A property can have two different valuations, Market Valuation and Bank Valuation.
Market value provides an indication of what a property may sell for on the market, while bank property valuation is done by the lender to help determine their risk.
The bank property valuation is usually more conservative and doesn’t reflect the market value of the property. The bank property valuation is designed to protect banks from the risk of you defaulting on the loan. A bank property valuation is an internal business tool that estimates what a lender can expect to recoup if they ever need to repossess the property and sell it. (They also factor in agent commissions and legal costs.) Thus, bank property valuation calculates differently from market value.
The bank valuation is the amount of money the bank thinks it could reasonably recoup quickly, should they need to repossess and sell the property. Although bank valuation isn’t an accurate reflection of the true property value, it is a major determining factor in whether you qualify for a loan or not. Some banks will charge you for bank property valuation, and others will offer it free when you apply for a mortgage.

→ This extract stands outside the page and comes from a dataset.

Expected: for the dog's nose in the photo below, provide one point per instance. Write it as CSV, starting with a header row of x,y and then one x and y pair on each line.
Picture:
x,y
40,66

If you default on your mortgage, the bank needs to sell the property and incur all the costs involved in the sale. If you encounter financial hardship and you default on your mortgage payments, you will be best to try and sell the property yourself for “market value”, before the bank steps in and sells it for whatever they can.
On the other hand, the market value is an estimation of a property's value on the real estate market, and normally higher than the bank valuation. The market value takes into account the local infrastructure, location, buyer demographics, comparability and desirability of the property and recent sales, all of which the bank property valuation doesn’t factor in.
The bank property valuation is simply cold hard numbers, and you can request a second valuation by another valuer if you are not happy. It is possible to dispute the bank valuation, but it's very hard and you need to have solid evidence to prove your point. You should also consider that this is not often successful.
Even when you have a pre-approved loan, you should remember that if there is a substantial discrepancy between what you have agreed to pay for a property, and what the bank values it at, that you may run into some difficulties.
If you cannot meet the lenders required loan to value ratio (LVR), you may not get the final approval for the loan, and can try a number of avenues in this instance. When buying a property, make sure you have done your research completely. There are numbers of good websites like realestate.com.au, Domain (domain.com.au), Onthehouse (onthehouse.com.au) and Homely (homely.com.au) that can give you a good indication of market value.
You should remember that proper research will reduce the likelihood of agreeing to pay substantially more than the bank property valuation, and in turn having issues with the final loan approval.